When we arrived Wednesday 7 December around 11:30PM, after getting checked in to dour hotel and everything, we really needed to eat, because I was the only one who had brought something for the 3 hour bus ride from Barcelona (I had stuffed pizza a taglio from Pizza Gege, yes!). However, food at midnight in Andorra is harder to come by than one would expect, since it seems people don't sleep much in this part of the world, and if they do, it's got to be Chuck Norris style or something -- haven't figured that out yet. Anyway, after asking the locals for suggestions, we were heading to another place when we happened upon Bar Turistic.
Sometimes you find somewhere to eat that's just so good that you can't help yourself. This ended up being that place for us on this trip. Homemade, straightforward food that 4 people could eat + drink generously for under €10 a head. And because it's Andorra, also breathe in secondhand smoke and watch locals play darts.

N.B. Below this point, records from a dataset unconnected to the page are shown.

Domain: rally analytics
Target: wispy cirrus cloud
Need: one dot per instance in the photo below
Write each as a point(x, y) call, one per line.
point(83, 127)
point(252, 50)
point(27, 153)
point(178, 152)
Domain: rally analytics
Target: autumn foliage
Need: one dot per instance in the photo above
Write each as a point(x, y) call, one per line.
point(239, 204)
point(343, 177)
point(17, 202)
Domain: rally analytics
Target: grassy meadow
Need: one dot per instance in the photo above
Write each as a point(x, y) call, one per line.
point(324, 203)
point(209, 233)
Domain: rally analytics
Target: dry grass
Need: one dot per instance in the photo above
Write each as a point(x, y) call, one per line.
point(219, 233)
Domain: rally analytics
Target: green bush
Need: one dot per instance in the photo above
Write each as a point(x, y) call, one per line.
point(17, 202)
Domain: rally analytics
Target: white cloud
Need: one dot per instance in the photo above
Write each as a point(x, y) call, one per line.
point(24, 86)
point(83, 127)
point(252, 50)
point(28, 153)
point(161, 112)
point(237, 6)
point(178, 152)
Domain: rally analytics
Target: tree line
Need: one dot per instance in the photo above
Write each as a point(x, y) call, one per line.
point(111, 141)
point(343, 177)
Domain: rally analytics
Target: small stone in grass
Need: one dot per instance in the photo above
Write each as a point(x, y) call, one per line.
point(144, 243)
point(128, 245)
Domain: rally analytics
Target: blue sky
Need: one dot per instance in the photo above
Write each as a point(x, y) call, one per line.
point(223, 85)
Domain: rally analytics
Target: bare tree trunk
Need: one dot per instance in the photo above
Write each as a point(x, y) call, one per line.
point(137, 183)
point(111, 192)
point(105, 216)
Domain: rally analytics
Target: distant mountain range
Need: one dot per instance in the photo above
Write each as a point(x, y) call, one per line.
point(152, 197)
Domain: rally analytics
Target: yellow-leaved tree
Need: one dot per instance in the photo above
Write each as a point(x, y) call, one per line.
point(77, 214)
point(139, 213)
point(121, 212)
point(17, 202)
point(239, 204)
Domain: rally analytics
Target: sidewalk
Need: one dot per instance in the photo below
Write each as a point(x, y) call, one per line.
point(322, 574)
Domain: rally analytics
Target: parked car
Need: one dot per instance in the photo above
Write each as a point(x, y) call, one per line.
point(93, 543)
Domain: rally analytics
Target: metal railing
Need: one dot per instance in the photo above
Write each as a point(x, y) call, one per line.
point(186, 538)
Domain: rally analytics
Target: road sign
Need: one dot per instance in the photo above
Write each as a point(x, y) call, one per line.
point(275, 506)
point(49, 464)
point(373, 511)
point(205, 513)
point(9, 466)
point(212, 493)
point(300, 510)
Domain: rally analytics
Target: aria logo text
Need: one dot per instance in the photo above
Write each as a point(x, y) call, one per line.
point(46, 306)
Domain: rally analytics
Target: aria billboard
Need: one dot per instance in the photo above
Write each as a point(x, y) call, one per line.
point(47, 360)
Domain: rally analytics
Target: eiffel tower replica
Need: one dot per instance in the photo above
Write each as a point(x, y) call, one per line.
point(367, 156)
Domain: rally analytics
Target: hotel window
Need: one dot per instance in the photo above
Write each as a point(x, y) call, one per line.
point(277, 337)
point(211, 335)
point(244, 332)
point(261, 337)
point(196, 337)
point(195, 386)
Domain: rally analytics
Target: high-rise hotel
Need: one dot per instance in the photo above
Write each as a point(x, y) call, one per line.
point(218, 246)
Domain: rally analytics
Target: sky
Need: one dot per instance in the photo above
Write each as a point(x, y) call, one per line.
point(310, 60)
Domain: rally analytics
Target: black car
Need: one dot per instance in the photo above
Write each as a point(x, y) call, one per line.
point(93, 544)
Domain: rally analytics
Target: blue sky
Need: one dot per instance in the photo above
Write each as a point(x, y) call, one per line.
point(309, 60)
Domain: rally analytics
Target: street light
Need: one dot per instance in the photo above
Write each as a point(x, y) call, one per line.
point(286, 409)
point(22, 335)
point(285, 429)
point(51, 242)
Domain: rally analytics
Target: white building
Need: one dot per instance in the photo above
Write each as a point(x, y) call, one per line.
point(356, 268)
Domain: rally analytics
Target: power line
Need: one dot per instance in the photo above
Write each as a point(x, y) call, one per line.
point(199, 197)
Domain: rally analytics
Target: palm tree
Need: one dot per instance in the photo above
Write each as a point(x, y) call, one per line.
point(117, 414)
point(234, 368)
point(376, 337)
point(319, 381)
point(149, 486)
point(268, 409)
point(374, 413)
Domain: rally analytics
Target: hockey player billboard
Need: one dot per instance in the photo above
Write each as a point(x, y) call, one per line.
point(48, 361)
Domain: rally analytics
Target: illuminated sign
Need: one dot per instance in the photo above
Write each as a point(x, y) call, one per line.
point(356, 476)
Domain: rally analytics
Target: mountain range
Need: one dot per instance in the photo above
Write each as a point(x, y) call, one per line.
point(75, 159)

So a first night surprise, and I don't even remember how this came up, except that I think the proprietor just brought them to our table and immediately, it was a throwback to childhood -- madeleines of sorts -- lupini beans (Catalan: tramussos)!
|Lupini beans, one of the tastes of my childhood|
Saturday night, the 10th, was the football match to watch, the Clásico, Barça v. Madrid. So of course, above the bar, there was a betting pool:
|This chart grew over the next few days, but Santi M. and Tomas were already to be winners.|
The next day was spent in the mountains of south west Andorra, and after an 8km walk downhill, not only were we feeling it in our hips, we were also feeling it in our stomachs. While not eaten at Bar Turistic, this botifarra was magnificent: fresh sausage, white beans with some rosemary:
|Botifarra at a locally-recommended place underneath the Andorran Ministry of Justice.|
But that was just a snack, because there were already more things we wanted to try at Bar Turistic! First off, the home made croquettes, a specialty of the house:
|Chicken croquettes, also involving potatoes and maybe some cheese.|
|Pintxo is a Basque word meaning "spike" and this meat was prepared and cooked on a skewer.|
Then something funny happened. One of the food staples here in Mallorca is pa amb oli, bread with oil, but also involving tomatoes, called pan amb tomàquet in Catalunya. First off, saying it in Mallorquìn was apparently kind of funny to the Andorran Catalan ear, and then, I made the comment, when it was suggested that we have some, that "we eat that all the time." This was interpreted as, "give us your best shot," at which point the proprietor was like, "well, how about tongue" and of course, we could not decline.
This is now the second time in my life where tongue was presented as a challenge food. The first time was over a decade ago in Poland, when our tour guide complained that we were being served too much sausage, and they were like, "hahaha we'll show you, here's some tongue in green aspic!" I liked this dish, as the texture of the tongue was not completely offensive, and the sauce it was cooked in was delightful, along with some sauteed onions. However, I would probably not order and eat a whole portion myself.
The next, and last night, we had more croquettes, because they really were quite good, and some of this cod salad -- I wasn't expecting it to be cold, or a salad -- but it was really very refreshing, perfectly acidic, and just the right amount of salty, the way good cod should be.
I'm not sure if all of this is particularly "typical" Andorran food -- most of the "Made in Andorra" food there seemed to be cow- and cheese-centered -- but this is typical tapas, and the elements that needed to be present for it to be successful were there: homemade and good company with whom to share it.